NovelToon NovelToon
My Future Husband

My Future Husband

Status: sedang berlangsung
Genre:Dosen / Nikahmuda / Tamat
Popularitas:9.7M
Nilai: 4.8
Nama Author: Gulla

Arkan Bagaskara seorang duda yang dijodohkan dengan seorang mahasiswanya yang hobi membuat masalah dikelasnya. Arkan merasa diumurnya yang cukup matang menjalin hubungan dengan Febriana Indriana adalah hal yang sulit, dia ingin hubungan yang serius bukan seperti anak remaja yang baru jatuh cinta. Apalagi sifat kekanak-kanakan dan memberontak yang Febri miliki membuat kepalanya sakit. Tapi mau bagaimana lagi keluarganya memiliki hutang budi dengan keluarga Febri dan mau tak mau Arkan harus menikahi Febri. Namun apakah semua berjalan Lancar disaat Febri jatuh Cinta dengan pria yang lebih muda darinya?

Karya ini diterbitkan atas izin NovelToon Gulla, isi konten hanyalah pandangan pribadi pembuatnya, tidak mewakili NovelToon sendiri

BAB 20

Jangan lupa sambil dengerin lagu ini sambil baca

(our story- kisahkelam)

BAB 20

Febri duduk kembali di hadapan Arkan. Arkan tersenyum lebar menatapnya. Melihat senyum itu membuat hati Febri sakit. Arkan berusaha terlihat bahagia, walau pria itu tidak menyukai hal itu. Febri merasa bersalah, kenapa dia jadi begini. Bukankah ia tidak menginginkan pernikahan ini lalu kenapa ia perlu menjaga perasaan Arkan. Jikalau Arkan tidak suka ya biar toh Febri tidak mencintai Arkan.

Febri memakan makanannya dengan gugup, suasana menjadi canggung untuknya walau Arkan terus memperlakukannya baik dan lembut. Tatapan Arkan begitu teduh di pandangannya apa pria itu tidak marah padanya.

“Kamu baik-baik saja,” ujar Arkan, ia melihat kegelisahan Febri.

“Iya mas,”

Arkan tersenyum senang mendengar panggilan itu, Febri tidak memanggilnya dengan embel-embel pak lagi. Ini adalah kemajuan untuknya.

“Eh maksud saya Pak,” Febri baru menyadari kesalahannya, kenapa ia lancang menyebut panggilan itu.

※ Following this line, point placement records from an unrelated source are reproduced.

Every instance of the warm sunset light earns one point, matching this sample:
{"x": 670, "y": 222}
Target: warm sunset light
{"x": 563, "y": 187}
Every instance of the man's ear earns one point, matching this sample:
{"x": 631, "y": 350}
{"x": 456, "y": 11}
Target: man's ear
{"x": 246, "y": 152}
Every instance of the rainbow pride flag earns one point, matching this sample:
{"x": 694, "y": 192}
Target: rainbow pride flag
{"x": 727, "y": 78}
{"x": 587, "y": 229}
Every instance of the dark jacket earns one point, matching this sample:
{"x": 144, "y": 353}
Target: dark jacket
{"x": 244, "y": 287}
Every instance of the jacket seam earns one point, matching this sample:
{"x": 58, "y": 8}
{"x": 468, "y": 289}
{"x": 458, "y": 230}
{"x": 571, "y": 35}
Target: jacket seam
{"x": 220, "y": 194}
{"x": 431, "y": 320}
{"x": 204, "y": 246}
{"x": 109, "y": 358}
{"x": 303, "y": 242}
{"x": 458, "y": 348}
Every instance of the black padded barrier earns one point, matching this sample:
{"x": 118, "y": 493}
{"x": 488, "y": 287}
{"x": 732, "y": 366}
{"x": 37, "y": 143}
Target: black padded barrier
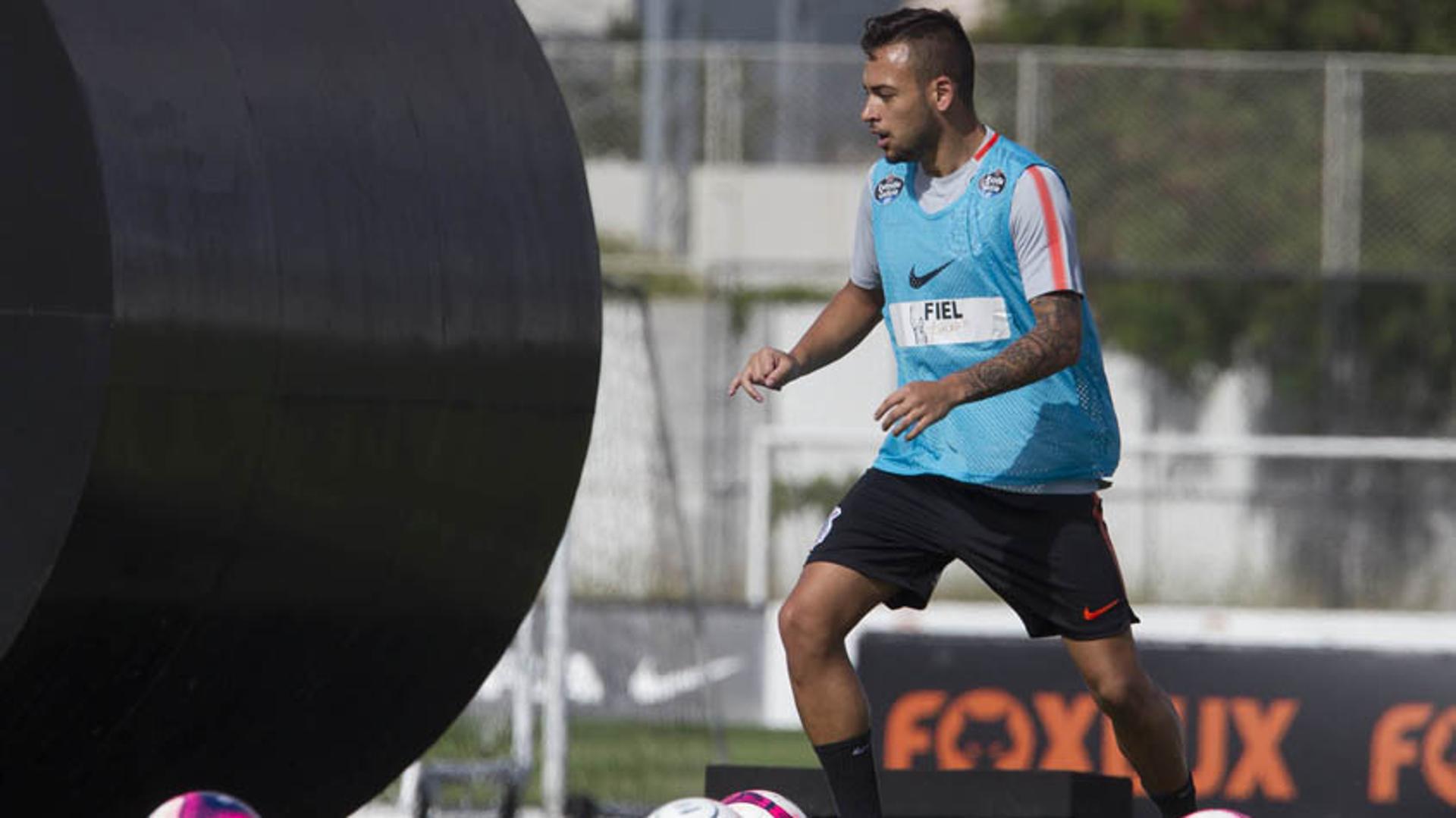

“Tidak apa-apa  Febri saya menyukai panggilan kamu. Panggil saya Pak ketika sedang kuliah saja.” Ujar Arkan.

“Tapi pak,”

“Mas saja.” Melihat tatapan lembut Arkan membuat Febri mengangguk. Arkan tersenyum senang kemudian ia mengambil tangan Febri menggennggamnya lalu mendekatkannya dengan bibirnya menciumnya berulang kali.

“Terimakasih Febri.”

Febri terdiam mencoba menormalkan detak jantungnya yang kian membara. Sentuhan Arkan membuatnya gila dan pikiranya hilang. Febri merasa ia sedang dipermainkan dengan cinta, kenapa ia harus terjebak di dalam dunia seperti ini. Bersama Arkan febri merasakan kebersamaan yang sangat tidak asing, entahlah Febri berharap kebimbangannya ini tidak akan lama. Febri menghela napas, ternyata cinta itu rumit.

****

Arkan mengernyit melihat Febri masuk ke dalam mobil Dikau. Bukannya gadis itu ada matakuliah di jam pelajarannya. Apa Febri membolos? Tapi untuk apa, membayangkan hal-hal yang tidak ia inginkan terjadi. Demi tuhan mereka hanya pergi berdua, sedangkan Febri sudah berstatus istrinya. Padahal semalam Febri sangatlah manis terhadap perlakuannya, bahkan memberinya kesempatan untuk membuat Febri jatuh cinta padanya.

Apakah Febri hanya mempermainkannya? Batin Arkan terluka membayangkan kalimat tersebut. Ia juga takut jika Febri akan meninggalkannya.

Arkan memutuskan untuk mengikuti mereka, namun sebelumnya Arkan menghubungi ketua kelas di tempat ia mengajar. Bahwa mata kuliahnya libur dan di gantikan dengan tugas penganti paling tidak ia bertanggung jawab atas pekerjaanya.

Arkan menghembuskan nafas, Febri pergi dengan pria lain tanpa memberitahu dirinya. Padahal Arkan sudah mengingatkannya semalaman. Kenapa Febri tidak bisa menghargai dirinya? Atau paling tidak mendengarkan apa yang ia katakan. Apakah Febri tidak tahu jika seorang istri harus menuruti perkataan suaminya? Apa karena pernikahan yang terpaksa ini, hingga membuat Febri melupakan aturan Agama. Arkan kecewa, namun ia tidak menghentikan laju mobilnya mengikuti kemana mobil Dikau membawa Febri pergi.

Mobil milik Dikau berhenti di sebuah tempat wisata yaitu pantai. Arkan melirik jam tangannya waktu menunjukkan pukul 16.00 ternyata perjalanan ini bisa mencapai waktu 2,5 jam. Arkan jika tidak tahu kenapa Dikau membawa Febri ke luar kota hanya untuk ke pantai. Setelah memarkirkan mobilnya di tempat yang tidak jauh dari Dikau. Tempat yang masih bisa menjangkau keberadaan mereka berdua. Arkan ingin melihat apa yang mereka lakukan. Ia tidak bisa membiarkan istrinya bersama pria yang bukan mahramnya. Ia terluka melihat itu. Karena ia mencintai istrinya itu lebih dari apapun.

Arkan baru turun dari mobilnya dan mengikuti keduanya dengan sembunyi-sembunyi. Untungnya ia memiliki topi, masker hitam dan kacamata hitam, paling tidak tampilannya yang seperti ini tidak akan di ketahui Febri. Walau penampilan ini terkesan mencolok untuk ke pantai apalagi tadi ia mengenakan setelan kerja berwana hitam.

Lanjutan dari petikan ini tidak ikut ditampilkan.